As President Trump’s White House days dwindle, he’s taking strong action to shore up measures that will make the asylum process more secure, and less fraudulent. The Department of Homeland Security issued a new set of guidelines which will go into effect nine days before President-elect Joe Biden’s inauguration, that will ensure border crossers don’t bypass asylum in other safe countries specifically to gain U.S. admission. Most migrants deem the U.S. as a nation that offers more generous affirmative benefit programs than other possible destinations, and is therefore a preferred landing spot.
For the most part, the updated DHS regulations will reinforce existing “Remain in Mexico” and U.S. Code Title 42 which require that prospective border crossers, mostly from Guatemala, Honduras, and El Salvador, seeking U.S. asylum through the Southwestern border, will first have to request asylum in Mexico.
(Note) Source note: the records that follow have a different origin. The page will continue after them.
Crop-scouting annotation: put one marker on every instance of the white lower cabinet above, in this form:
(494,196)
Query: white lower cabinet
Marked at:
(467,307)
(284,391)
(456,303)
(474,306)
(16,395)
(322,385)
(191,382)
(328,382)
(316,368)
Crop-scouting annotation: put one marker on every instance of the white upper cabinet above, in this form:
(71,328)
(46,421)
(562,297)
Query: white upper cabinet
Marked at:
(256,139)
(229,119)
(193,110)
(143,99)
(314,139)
In March, the Supreme Court ruled that “remain in Mexico” could stay in effect.
President Trump’s critics call the new regulations “death to asylum,” “draconian,” and predict that the revised rules will make it more difficult for migrants to pass a “credible fear” claim. Toughening up on unverifiable, hearsay credible fear allegations is a goal that every U.S. citizen should hail. Understanding why tighter asylum procedures are necessary, especially in light of assembling Central American caravans headed north, is important.
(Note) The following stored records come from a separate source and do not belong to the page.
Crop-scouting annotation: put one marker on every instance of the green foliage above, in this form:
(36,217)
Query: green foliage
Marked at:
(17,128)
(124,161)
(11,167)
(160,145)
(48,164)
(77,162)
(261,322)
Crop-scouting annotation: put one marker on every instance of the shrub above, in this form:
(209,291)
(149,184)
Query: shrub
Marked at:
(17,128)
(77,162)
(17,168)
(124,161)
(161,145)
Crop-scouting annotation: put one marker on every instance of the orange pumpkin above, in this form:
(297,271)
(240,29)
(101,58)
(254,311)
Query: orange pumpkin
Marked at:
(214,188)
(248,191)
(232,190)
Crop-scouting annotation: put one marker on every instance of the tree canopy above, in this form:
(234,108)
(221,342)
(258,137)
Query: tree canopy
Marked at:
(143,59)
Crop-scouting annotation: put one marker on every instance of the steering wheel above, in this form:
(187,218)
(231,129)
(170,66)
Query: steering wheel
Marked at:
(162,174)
The website Immigration Equality explained that once a migrant arrives at a designated U.S. port of entry, but without a visa, he can claim that he fears returning home would endanger his life. At that point, an asylum officer must grant an interview during which he will inquire about their explicit fears. The asylum officer “presumes that the information gathered is all true.” If the asylum officer finds that a person does not have credible fear of persecution, ICE may remove that person. But an asylum seeker has two more chances at a favorable ruling. He can challenge the asylum officer’s finding before an immigration judge, who will review from scratch the original finding, and then make a de novo decision. If the second judge also rules against, the asylum seeker may request a third re-interview or a reconsideration of the original finding. Although not often granted, the weeks and months elapsed between the first and third requests present ample time for the migrant to disappear into the general population where his deportation likelihood is slim. Tellingly, nearly 90 percent of those who claim credible fear when they arrive at the border pass the initial screening. But then, immigration judges grant asylum to less than 20 percent, and for Central Americans, the total drops to less than 10 percent.
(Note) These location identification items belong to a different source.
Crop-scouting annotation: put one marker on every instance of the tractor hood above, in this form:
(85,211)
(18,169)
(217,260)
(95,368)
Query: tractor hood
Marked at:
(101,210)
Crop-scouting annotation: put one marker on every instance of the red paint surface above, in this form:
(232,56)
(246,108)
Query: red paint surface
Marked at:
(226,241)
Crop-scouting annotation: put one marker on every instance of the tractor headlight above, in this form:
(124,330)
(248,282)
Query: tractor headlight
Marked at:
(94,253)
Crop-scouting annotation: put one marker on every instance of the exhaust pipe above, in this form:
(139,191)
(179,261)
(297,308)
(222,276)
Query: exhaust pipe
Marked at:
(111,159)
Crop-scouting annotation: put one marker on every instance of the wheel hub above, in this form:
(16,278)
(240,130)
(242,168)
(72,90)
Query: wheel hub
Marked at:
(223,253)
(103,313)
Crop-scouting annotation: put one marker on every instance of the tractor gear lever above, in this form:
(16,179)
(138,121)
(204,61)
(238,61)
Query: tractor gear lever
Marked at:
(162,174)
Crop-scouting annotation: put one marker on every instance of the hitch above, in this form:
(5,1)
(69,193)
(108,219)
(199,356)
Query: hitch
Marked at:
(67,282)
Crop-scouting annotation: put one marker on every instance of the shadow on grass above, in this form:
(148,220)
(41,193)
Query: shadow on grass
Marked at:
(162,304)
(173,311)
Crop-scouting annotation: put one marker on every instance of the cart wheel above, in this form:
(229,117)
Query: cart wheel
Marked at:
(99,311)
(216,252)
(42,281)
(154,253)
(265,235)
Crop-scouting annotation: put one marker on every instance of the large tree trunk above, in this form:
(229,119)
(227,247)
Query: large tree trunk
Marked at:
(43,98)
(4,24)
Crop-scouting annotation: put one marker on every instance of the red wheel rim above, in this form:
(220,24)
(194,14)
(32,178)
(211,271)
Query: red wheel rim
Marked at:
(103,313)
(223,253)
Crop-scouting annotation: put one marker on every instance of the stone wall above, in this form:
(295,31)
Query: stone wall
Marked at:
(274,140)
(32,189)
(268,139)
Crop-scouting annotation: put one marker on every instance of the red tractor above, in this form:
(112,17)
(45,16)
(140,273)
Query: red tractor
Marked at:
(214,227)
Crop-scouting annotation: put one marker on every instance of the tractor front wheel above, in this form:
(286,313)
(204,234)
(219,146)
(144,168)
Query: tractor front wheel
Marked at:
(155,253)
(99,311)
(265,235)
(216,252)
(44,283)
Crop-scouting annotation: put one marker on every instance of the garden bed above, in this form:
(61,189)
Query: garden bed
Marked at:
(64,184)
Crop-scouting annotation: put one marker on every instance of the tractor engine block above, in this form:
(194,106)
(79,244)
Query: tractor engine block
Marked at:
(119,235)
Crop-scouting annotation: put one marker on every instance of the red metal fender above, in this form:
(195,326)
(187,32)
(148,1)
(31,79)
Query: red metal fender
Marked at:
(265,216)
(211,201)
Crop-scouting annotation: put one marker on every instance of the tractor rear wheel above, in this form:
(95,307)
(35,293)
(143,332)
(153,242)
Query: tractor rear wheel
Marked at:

Over the last several years, credible fear claims have soared as smugglers and immigration advocacy groups have taken advantage of legal loopholes that clog up the asylum processing system, and in the process, ensnare valid petitioners whose likely approval claims become backlogged for years. Through October, there were 1.3 million cases pending in immigration court, and 43 percent were asylum claims.
Most migrants come to the U.S. for economic or family reunification reasons, neither valid for asylum. In 2019, the anti-Trump, pro-immigration New York Times debunked migrants credible fear claims. Titled “More Migrants Are Crossing the Border This Year. What’s Changed?”, the Times story wrote that “murder rates in the Northern Triangle countries have been declining in recent years, and economic imperatives are believed to be the most important push factor for the majority of recent arrivals.”
Given the evidence that the Times and immigration analysts have laid out which casts doubts on credible fear allegations, objections to migrants staying in a safe country while the U.S. considers their asylum appeals is ill-advised and partisan. Word that Biden will reverse President Trump’s policy that returns asylum seekers to Mexico has spread throughout Central America. Predictably, large migrant groups are traveling north or have formed at the border. Biden would do well to leave President Trump’s safe nation policy in place until he comes up with a more manageable plan. Otherwise, Biden will begin his presidency coping with a chaotic border influx similar to the ones that plagued Obama’s administration in 2014 and 2016. As Mark Morgan, the acting Customs and Border Protection Commissioner ruefully told the Washington Times: “The unfortunate groundwork for a new border crisis has already begun.”